10:30	Shigeru Imai (Rensselaer Polytechnic Institute, USA) Stacy Patterson (Rensselaer Polytechnic Institute, USA) Carlos A. Varela (Rensselaer Polytecnic Institute, USA) Maximum Sustainable Throughput Prediction for Data Stream Processing over Public Clouds ABSTRACT. Increasing demand for real-time data processing has led to a proliferation of scalable stream processing systems such as Storm, Flink, Samza, and Spark Streaming. A significant challenge for these streaming systems is that incoming data rates can highly fluctuate, thereby imposing computational demands on applications that cannot be known in advance and that require resources to be adjusted dynamically to be able to satisfy service level agreements (SLAs) in a cost-effective manner. Therefore, these streaming systems can take advantage of the promised elasticity of cloud computing only if we can accurately estimate their performance on different virtual machine configurations. Since performance can be hindered because of many different reasons---e.g., VMs running out of memory, load imbalances, a congested shared network, or not having enough CPU power---, it is challenging to estimate the minimum number of VMs that will sustain an expected throughput for a given incoming data rate in a framework- and application-agnostic manner. In this paper, we identify a common data processing environment used by modern stream processing systems and propose a framework-agnostic maximum sustainable throughput prediction model. To minimize the time and cost for model training, we statistically determine a set of training samples that use data from running an application on only a few VMs (up to 8) yet enable us to predict maximum sustainable throughput for the application running on a larger number of VMs (in our experiments, up to 32). Using four of Intel's Storm benchmarks on Amazon's EC2 public cloud, our experiments show that we can predict maximum sustainable throughput for streaming applications with less than 9% average prediction error for 16 VMs and less than 32% for 24 VMs. Further, we evaluate our prediction models with simulation-based elastic VM scheduling on a realistic workload. These simulation results show that with 10% over-provisioning, our proposed model’s cost efficiency is comparable to the optimal scaling policy without incurring in any SLA violations.
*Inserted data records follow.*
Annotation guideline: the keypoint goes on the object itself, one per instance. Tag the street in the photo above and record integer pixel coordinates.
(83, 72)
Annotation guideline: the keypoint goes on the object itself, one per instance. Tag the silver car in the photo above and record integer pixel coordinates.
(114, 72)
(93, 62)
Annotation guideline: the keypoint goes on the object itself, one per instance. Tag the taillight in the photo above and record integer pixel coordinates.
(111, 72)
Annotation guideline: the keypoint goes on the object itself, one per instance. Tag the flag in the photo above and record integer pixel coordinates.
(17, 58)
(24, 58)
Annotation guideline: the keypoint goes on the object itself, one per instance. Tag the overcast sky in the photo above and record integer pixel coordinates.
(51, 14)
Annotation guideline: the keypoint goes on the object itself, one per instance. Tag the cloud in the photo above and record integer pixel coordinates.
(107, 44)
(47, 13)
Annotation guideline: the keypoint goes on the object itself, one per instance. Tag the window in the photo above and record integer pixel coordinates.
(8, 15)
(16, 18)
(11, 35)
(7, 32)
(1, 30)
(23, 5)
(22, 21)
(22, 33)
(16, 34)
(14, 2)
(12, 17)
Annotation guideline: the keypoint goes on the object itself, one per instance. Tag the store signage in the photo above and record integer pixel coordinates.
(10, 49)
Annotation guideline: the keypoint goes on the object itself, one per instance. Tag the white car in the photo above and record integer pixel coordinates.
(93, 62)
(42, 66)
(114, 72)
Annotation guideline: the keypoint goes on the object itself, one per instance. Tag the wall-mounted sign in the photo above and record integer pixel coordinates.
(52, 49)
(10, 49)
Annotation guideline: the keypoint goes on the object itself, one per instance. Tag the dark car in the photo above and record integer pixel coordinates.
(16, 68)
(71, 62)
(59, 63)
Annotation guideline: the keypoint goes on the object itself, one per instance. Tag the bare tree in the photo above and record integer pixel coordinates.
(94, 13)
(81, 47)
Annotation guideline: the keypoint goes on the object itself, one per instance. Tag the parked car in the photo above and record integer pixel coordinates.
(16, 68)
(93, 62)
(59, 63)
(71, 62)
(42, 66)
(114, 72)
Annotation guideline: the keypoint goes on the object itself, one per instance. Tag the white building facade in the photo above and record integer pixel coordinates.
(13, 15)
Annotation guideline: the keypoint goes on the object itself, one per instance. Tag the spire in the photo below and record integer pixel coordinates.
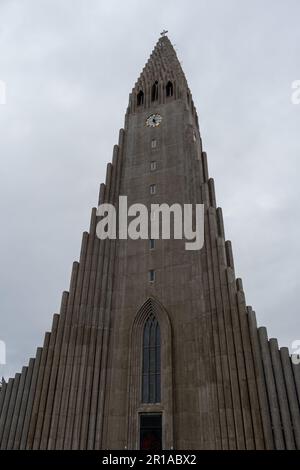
(162, 79)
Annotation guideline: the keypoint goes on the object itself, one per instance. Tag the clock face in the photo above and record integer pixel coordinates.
(154, 120)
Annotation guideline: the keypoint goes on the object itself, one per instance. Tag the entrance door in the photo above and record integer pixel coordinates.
(151, 431)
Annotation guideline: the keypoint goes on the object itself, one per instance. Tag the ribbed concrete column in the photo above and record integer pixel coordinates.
(38, 390)
(17, 409)
(271, 389)
(45, 384)
(281, 394)
(10, 411)
(260, 380)
(25, 396)
(291, 393)
(31, 397)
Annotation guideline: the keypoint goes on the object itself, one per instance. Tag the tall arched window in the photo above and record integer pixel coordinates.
(151, 362)
(154, 92)
(169, 89)
(140, 98)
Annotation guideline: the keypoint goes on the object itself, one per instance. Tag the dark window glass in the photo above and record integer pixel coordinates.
(151, 362)
(154, 91)
(151, 431)
(140, 98)
(169, 89)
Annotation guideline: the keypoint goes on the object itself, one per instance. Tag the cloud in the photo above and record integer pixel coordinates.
(69, 67)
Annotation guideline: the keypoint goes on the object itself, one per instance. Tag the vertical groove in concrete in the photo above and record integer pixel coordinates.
(271, 389)
(260, 380)
(25, 396)
(59, 424)
(291, 393)
(10, 411)
(38, 390)
(281, 394)
(56, 361)
(81, 339)
(17, 408)
(5, 406)
(31, 397)
(45, 384)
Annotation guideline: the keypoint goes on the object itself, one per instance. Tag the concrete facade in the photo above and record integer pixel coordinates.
(224, 385)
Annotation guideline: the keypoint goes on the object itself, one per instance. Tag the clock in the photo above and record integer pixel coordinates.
(154, 120)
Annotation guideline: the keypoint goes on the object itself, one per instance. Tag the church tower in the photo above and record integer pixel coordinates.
(154, 346)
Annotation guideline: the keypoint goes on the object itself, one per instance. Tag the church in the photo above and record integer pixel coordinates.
(154, 346)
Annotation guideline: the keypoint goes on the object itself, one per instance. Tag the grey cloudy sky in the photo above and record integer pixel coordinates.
(69, 67)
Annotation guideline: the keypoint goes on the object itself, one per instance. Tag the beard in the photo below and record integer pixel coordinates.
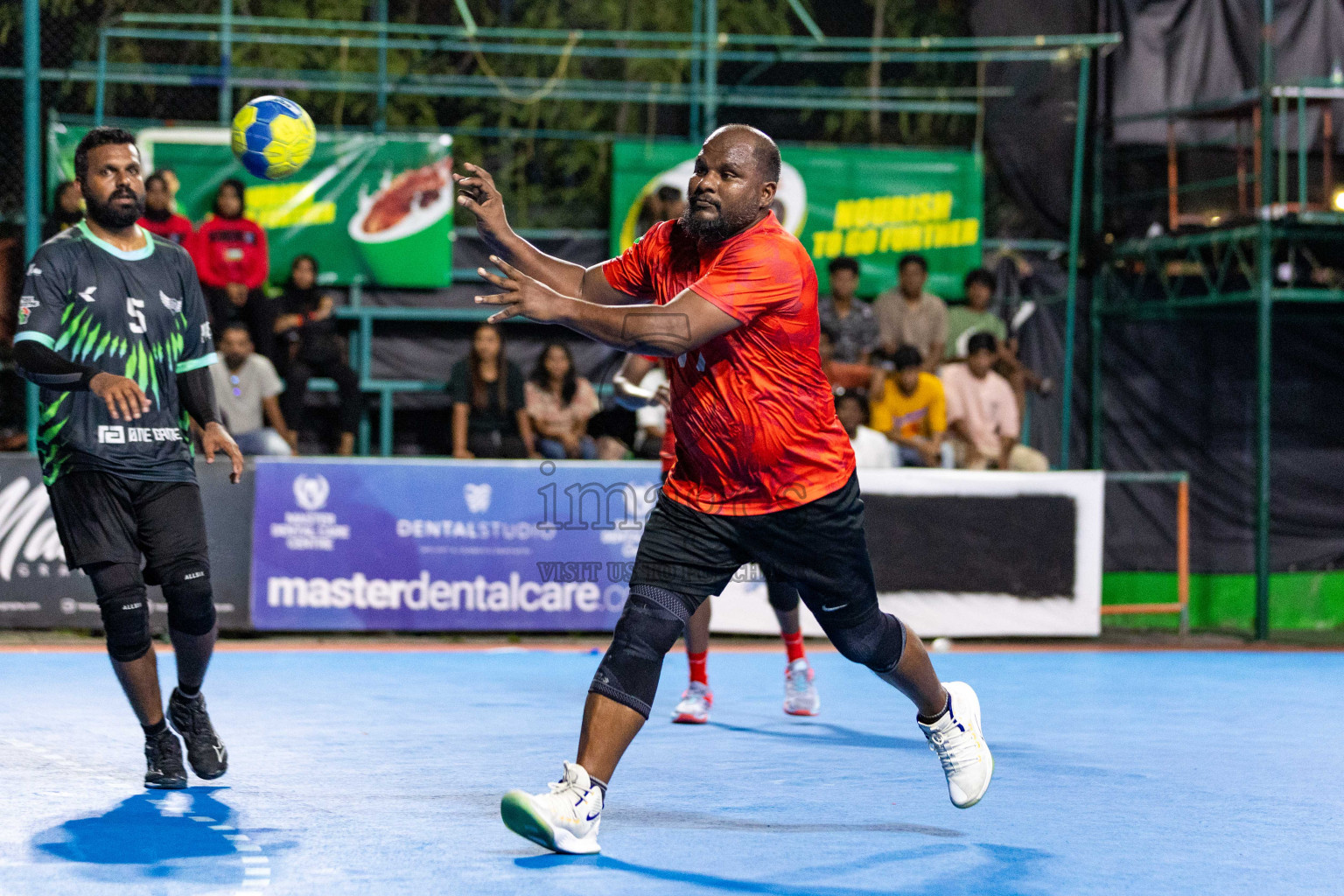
(722, 228)
(112, 216)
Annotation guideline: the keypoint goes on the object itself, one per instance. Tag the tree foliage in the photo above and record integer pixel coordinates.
(550, 182)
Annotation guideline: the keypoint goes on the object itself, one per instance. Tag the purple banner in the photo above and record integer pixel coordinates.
(445, 546)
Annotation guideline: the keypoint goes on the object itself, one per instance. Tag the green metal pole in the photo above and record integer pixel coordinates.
(100, 102)
(696, 67)
(32, 165)
(381, 124)
(1264, 320)
(1301, 150)
(711, 66)
(1096, 396)
(226, 60)
(1075, 215)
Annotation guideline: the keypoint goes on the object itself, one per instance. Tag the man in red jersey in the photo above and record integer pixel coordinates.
(800, 690)
(764, 469)
(160, 218)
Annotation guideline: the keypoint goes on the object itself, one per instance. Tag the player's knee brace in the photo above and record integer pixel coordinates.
(124, 606)
(874, 639)
(191, 602)
(782, 595)
(652, 621)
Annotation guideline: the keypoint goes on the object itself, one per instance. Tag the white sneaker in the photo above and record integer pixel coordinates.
(694, 708)
(800, 693)
(564, 820)
(962, 747)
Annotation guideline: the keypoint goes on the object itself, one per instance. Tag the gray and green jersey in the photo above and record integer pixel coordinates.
(137, 315)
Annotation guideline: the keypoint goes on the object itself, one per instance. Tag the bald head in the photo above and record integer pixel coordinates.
(732, 185)
(764, 150)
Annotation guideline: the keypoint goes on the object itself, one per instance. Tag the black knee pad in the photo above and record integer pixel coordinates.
(875, 640)
(782, 595)
(191, 602)
(125, 609)
(652, 621)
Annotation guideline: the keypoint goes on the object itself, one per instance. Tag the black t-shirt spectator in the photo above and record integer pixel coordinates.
(316, 339)
(492, 418)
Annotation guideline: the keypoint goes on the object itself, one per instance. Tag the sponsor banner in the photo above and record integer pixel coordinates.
(872, 205)
(964, 554)
(443, 546)
(378, 207)
(39, 592)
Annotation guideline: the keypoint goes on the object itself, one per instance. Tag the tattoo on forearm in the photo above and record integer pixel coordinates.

10:55	Maxime Colmant (ADEME / University of Lille / Inria, France) Pascal Felber (University of Neuchatel, Switzerland) Romain Rouvoy (University of Lille / Inria / IUF, France) Lionel Seinturier (University of Lille / Inria / IUF, France) WattsKit: Software-Defined Power Monitoring of Distributed Systems ABSTRACT. The design and the deployment of energy-efficient distributed systems is a challenging task, which requires software engineers to consider all the layers of a system, from hard- ware to software. In particular, monitoring and analyzing the power consumption of a distributed system spanning several— potentially heterogeneous—nodes becomes particularly tedious when aiming at a finer granularity than observing the power consumption of hosting nodes. While the state-of-the-art in software-defined power meters fails to deliver adaptive solutions to offer such service-level perspective and to cope with the diversity of hardware CPU architectures, this paper proposes to automatically learn the power models of the nodes supporting a distributed system, and then to use these inferred power models to better understand how the power consumption of the system’s processes is distributed across nodes at runtime. Our solution, named WattsKit, offers a modular toolkit to build software-defined power meters à la carte, thus dealing with the diversity of user and hardware requirements. Beyond the demonstrated capability of covering a wide diversity of CPU architectures with high accuracy, we illustrate the benefits of adopting software-defined power meters to analyze the power consumption of complex layered and distributed systems, such as a software stack composed of Docker SWARM, WEAVE, ELASTICSEARCH, and Apache ZOOKEEPER. Thanks to WattsKit, developers and administrators can identify potential power leaks in their software infrastructure.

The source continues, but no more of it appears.